Understanding C++20 Coroutines
Phil Nash
09:00-18:00, Saturday, 12th April 2025
Coroutines, introduced in C++20, offer a powerful new method for managing the flow of execution in your code. Whether you need to alternate between two or more streams of code in a linear fashion or handle fully asynchronous tasks, Coroutines present a fresh C++ approach to these challenges. They provide the low-level control necessary to achieve optimal performance (with some caveats) while also simplifying the code you write. Though they address a complex set of problems, Coroutines can be tamed! We’ll look at how to get started with minimal knowledge and effort, and then scale up to a solid understanding of how it all hangs together under the hood — and we will use that knowledge to good effect.
Outline
- A compiler-driven approach to understanding coroutines by writing them
- Our first MVP coroutine
- Resuming and destroying coroutines
- Getting data out of coroutines with
- with co_return
- with co_yield
- Generators and C++26's std::generate
- Awaiters
- Trivially awaitable types
- Writing an awaiter (compiler-driven)
- Passing values back into the coroutine
- A sleeping awaiter
- Resuming on a different thread
- await_transform
- coroutine_traits
- Custom allocators and the HALO optimisation
- RAII helper for managing handles (and following the rule of zero)

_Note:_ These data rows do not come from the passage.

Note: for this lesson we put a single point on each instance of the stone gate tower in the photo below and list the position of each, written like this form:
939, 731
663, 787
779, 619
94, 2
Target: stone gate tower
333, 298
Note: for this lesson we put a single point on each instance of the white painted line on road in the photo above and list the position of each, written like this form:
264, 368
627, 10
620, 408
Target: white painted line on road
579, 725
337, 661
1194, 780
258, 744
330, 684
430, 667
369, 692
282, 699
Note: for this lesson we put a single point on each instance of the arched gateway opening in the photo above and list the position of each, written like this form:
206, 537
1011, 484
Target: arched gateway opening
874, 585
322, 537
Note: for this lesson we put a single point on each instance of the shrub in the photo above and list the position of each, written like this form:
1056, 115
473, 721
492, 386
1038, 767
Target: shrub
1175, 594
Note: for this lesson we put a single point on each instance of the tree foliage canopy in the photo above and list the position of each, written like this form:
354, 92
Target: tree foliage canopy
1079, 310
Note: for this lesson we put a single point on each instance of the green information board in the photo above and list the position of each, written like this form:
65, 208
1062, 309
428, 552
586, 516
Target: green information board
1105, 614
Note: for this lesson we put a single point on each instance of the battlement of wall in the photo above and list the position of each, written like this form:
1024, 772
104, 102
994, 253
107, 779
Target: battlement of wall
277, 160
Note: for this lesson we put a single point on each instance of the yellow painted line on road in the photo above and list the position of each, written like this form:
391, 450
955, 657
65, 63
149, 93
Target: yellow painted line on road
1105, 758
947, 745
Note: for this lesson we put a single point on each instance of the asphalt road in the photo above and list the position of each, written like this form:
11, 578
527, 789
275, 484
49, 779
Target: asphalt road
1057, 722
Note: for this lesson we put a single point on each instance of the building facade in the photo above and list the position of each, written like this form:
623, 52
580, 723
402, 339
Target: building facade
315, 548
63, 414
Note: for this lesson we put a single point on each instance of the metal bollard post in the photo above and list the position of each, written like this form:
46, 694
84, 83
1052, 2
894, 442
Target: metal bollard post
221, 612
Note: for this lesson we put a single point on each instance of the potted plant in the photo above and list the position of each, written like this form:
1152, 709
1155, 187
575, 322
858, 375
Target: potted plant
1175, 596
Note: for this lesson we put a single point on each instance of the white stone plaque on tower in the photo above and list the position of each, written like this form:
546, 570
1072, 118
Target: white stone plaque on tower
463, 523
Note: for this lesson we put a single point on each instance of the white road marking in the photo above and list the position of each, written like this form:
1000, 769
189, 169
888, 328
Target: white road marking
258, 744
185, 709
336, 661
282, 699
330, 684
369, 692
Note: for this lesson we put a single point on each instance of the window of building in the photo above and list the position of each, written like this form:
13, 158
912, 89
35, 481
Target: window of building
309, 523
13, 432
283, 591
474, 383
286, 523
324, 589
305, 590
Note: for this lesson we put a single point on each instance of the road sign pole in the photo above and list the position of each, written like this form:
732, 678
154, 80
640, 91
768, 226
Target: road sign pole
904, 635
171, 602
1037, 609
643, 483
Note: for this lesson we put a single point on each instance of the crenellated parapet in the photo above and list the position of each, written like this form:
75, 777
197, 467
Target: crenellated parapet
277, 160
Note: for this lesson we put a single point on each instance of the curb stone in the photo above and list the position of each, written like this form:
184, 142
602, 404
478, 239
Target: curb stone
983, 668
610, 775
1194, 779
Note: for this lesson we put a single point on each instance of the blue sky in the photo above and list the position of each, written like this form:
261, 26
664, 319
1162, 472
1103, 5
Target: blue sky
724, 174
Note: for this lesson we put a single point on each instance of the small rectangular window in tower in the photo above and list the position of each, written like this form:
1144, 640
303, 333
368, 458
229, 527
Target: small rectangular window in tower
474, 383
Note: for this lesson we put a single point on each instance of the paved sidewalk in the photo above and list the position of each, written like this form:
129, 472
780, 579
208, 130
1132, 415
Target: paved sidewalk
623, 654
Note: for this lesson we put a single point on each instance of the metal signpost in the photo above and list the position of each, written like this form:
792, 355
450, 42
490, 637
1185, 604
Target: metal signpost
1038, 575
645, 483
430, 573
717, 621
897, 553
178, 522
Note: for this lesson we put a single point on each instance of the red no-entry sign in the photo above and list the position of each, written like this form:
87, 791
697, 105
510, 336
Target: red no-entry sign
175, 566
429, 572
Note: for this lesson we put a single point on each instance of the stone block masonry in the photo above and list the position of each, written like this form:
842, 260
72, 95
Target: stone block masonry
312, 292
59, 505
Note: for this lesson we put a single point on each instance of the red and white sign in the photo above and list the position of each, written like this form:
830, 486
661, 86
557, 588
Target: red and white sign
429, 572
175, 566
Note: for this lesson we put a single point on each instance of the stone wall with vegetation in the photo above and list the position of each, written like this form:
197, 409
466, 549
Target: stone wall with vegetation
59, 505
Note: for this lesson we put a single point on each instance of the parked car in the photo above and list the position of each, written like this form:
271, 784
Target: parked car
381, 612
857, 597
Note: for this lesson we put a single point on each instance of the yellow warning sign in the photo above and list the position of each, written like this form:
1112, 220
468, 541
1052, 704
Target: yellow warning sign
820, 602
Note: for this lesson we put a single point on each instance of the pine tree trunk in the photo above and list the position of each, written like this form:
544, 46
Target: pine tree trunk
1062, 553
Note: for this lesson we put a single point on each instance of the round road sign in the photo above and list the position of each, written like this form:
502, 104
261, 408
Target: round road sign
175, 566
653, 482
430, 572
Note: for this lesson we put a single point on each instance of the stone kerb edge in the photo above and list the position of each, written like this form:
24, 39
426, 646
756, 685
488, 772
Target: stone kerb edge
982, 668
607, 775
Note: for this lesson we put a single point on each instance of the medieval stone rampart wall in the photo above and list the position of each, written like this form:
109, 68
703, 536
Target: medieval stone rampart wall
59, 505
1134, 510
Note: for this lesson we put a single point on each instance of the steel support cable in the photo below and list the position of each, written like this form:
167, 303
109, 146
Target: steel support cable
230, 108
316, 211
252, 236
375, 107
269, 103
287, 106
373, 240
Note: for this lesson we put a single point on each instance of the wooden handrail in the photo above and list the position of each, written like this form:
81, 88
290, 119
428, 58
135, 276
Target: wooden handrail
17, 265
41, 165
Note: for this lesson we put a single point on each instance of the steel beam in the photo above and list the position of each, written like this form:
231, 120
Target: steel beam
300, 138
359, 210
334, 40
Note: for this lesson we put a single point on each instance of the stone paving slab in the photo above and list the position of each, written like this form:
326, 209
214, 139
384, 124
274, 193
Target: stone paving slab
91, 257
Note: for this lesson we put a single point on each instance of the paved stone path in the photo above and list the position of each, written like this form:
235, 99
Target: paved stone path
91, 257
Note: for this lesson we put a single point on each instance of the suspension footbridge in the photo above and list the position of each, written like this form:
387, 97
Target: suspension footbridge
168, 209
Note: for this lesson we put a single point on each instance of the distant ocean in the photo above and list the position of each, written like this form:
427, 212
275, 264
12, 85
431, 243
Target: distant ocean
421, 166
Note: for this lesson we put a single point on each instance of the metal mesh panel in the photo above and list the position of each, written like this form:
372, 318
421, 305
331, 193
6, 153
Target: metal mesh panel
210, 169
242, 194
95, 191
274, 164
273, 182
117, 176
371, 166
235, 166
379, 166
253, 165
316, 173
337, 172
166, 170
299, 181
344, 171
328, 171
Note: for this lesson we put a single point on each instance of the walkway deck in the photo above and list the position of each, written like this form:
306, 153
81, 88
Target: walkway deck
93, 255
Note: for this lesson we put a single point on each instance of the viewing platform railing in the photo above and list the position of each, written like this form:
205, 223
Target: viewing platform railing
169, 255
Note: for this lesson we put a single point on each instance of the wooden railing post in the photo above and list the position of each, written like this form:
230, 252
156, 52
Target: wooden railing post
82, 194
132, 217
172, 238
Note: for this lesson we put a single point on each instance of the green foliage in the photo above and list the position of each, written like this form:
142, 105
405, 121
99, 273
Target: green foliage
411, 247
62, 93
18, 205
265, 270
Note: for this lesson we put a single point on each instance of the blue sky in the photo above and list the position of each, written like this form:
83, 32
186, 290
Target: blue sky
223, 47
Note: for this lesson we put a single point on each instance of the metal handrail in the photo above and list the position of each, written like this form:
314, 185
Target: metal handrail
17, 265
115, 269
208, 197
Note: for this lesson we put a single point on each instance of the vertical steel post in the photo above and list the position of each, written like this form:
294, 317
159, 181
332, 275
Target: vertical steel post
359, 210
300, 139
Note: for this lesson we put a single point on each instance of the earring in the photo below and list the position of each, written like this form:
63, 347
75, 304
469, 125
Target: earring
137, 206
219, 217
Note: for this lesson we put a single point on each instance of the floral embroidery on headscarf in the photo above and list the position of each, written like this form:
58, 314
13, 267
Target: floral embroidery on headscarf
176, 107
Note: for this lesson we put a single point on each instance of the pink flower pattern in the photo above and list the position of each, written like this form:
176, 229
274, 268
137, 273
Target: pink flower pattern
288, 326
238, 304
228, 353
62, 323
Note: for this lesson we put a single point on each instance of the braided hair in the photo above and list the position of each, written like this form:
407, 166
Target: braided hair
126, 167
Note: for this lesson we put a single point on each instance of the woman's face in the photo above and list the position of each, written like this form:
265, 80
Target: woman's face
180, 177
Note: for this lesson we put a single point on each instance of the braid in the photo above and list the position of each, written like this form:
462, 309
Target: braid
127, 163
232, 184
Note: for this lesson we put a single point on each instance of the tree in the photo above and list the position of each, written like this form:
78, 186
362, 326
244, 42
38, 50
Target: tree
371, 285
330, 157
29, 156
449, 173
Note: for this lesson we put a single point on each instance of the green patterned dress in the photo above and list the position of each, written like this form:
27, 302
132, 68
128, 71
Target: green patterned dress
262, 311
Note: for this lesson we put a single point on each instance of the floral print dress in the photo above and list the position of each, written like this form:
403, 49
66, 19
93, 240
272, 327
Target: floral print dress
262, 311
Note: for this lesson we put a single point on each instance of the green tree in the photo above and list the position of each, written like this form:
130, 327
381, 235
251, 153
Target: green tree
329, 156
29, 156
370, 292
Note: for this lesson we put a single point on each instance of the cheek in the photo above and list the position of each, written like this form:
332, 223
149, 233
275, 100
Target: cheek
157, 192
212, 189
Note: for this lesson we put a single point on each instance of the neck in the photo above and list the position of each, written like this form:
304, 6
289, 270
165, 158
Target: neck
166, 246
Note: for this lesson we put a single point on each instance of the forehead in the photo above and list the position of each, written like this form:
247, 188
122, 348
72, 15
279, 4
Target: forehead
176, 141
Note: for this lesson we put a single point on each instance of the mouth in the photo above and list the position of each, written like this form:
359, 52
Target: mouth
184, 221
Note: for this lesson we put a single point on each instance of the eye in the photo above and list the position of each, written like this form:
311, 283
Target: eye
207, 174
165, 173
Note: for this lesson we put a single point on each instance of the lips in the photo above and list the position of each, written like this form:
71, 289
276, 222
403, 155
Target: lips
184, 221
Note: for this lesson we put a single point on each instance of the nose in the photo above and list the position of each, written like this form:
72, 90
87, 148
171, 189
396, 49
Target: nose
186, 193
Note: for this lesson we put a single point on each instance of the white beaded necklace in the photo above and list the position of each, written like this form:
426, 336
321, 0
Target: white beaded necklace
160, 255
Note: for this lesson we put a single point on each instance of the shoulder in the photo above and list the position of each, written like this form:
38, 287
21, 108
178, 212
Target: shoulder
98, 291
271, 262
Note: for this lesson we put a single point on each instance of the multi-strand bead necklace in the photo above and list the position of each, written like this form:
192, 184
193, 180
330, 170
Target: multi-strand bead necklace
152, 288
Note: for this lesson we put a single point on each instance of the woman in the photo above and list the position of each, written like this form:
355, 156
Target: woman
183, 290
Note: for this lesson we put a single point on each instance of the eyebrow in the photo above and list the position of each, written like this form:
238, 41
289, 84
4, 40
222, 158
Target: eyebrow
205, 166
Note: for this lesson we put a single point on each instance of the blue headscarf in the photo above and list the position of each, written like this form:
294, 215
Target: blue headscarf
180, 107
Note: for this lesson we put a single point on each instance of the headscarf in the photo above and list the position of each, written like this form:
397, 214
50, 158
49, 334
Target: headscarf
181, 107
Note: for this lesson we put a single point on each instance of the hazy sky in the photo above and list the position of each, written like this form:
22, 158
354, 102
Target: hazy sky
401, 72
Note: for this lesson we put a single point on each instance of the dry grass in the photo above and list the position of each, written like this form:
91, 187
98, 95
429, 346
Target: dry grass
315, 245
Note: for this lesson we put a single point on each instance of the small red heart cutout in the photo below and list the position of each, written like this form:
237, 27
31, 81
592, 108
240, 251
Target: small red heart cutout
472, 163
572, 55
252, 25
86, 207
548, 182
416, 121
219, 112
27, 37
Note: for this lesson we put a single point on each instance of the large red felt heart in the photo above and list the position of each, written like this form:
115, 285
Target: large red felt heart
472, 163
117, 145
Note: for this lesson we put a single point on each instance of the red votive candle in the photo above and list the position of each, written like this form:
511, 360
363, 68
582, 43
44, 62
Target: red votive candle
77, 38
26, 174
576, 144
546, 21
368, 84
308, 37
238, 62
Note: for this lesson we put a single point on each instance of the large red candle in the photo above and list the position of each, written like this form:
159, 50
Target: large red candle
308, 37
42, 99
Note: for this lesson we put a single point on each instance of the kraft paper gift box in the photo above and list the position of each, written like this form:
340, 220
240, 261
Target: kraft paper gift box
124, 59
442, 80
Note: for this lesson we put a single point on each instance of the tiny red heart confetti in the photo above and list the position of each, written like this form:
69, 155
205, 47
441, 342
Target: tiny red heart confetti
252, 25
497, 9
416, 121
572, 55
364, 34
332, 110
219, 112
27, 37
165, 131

- Use cases and larger scale worked example
Phil Nash
Phil is the original author of the C++ test framework, Catch2 and is an independent consultant and trainer, specialising in TDD and Modern C++.
Formerly Developer Advocate at Sonar and JetBrains he has had a career that spans finance, mobile and software security.
He's also a member of the ISO C++ standards committee, organiser of C++ London and C++ on Sea, as well as co-host and producer of CppCast.